But other economists also predict the full impact from tariffs on pricing will likely show up in the second half of the year.
“Inflation is going kick into a much higher gear in coming months,” said Mark Zandi, chief economist at Moody’s. “We are on the leading edge of that now, but it will become clearly evident in the months ahead.”
“Higher tariffs are also adding to businesses’ production costs and that will flow through to consumers more indirectly,” Zandi said.
‘This won’t be like 2022’
Still, longer-term inflation expectations are somewhat muted. “Despite accelerating inflation, this won’t be like 2022,” said Stephen Kates, Bankrate’s financial analyst. He pointed to the June report three years ago, when inflation spiked to 9.1%, marking the largest year-over-year jump since 1981.

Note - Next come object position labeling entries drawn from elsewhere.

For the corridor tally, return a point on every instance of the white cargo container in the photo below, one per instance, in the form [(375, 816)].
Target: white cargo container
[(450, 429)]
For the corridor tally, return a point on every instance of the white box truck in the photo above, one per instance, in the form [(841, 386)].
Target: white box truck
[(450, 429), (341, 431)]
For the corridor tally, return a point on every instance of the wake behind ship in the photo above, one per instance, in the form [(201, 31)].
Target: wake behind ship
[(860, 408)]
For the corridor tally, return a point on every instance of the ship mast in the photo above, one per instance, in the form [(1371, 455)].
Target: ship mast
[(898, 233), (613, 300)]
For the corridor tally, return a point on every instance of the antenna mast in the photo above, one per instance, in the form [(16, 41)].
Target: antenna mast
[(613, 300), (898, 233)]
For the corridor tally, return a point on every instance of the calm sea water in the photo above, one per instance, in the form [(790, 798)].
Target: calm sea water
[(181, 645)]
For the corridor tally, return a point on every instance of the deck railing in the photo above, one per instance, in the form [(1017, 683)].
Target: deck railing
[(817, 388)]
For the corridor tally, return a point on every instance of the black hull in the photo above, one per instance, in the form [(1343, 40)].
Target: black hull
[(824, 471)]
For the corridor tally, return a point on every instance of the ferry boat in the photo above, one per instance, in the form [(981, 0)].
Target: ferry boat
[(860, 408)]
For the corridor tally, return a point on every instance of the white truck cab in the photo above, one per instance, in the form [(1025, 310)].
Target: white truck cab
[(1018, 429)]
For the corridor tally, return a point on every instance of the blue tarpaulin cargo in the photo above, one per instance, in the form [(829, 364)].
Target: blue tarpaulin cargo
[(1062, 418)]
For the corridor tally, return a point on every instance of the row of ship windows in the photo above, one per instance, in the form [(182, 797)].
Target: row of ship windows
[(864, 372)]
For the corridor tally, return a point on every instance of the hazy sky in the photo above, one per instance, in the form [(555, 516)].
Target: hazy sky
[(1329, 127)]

In many ways, shoppers are still struggling with that sticker shock, Kates said. “People have long memories for that,” he said.
“I used to pay $2 for a can of peas and now it’s $3.50,” he said as an example. “That is a huge change, and you are constantly reminded of it every week.”
There were some mixed signals in this month’s report.
Grocery prices rose 0.3% over the month and were 2.4% higher year over year. The meats, poultry, fish and eggs index jumped 5.6% over the last 12 months. However, while eggs are still almost 30% higher than they were a year ago, they’re down 7% from last month.
Inflation for housing, the largest CPI component, increased just 0.2% for the month but was 3.8% higher compared to a year ago. That was the largest contributor to the overall CPI gain, the BLS said.
Gasoline prices increased by 0.1% from May to June, on a seasonally adjusted basis, but are down 8.3% for the year, according to the CPI data.
Meanwhile, prices for used cars and trucks declined in June, with prices on new vehicles falling 0.3% and used car and trucks down 0.7%. Airline fares were also slightly lower, by 0.1%.
“There are a lot of cross currents, but the net is a general tilt higher, and that’s a precursor to stronger inflation numbers in the months ahead,” Zandi said.
Core inflation — which strips out energy and food prices, which can be volatile categories — was up 2.9% in June.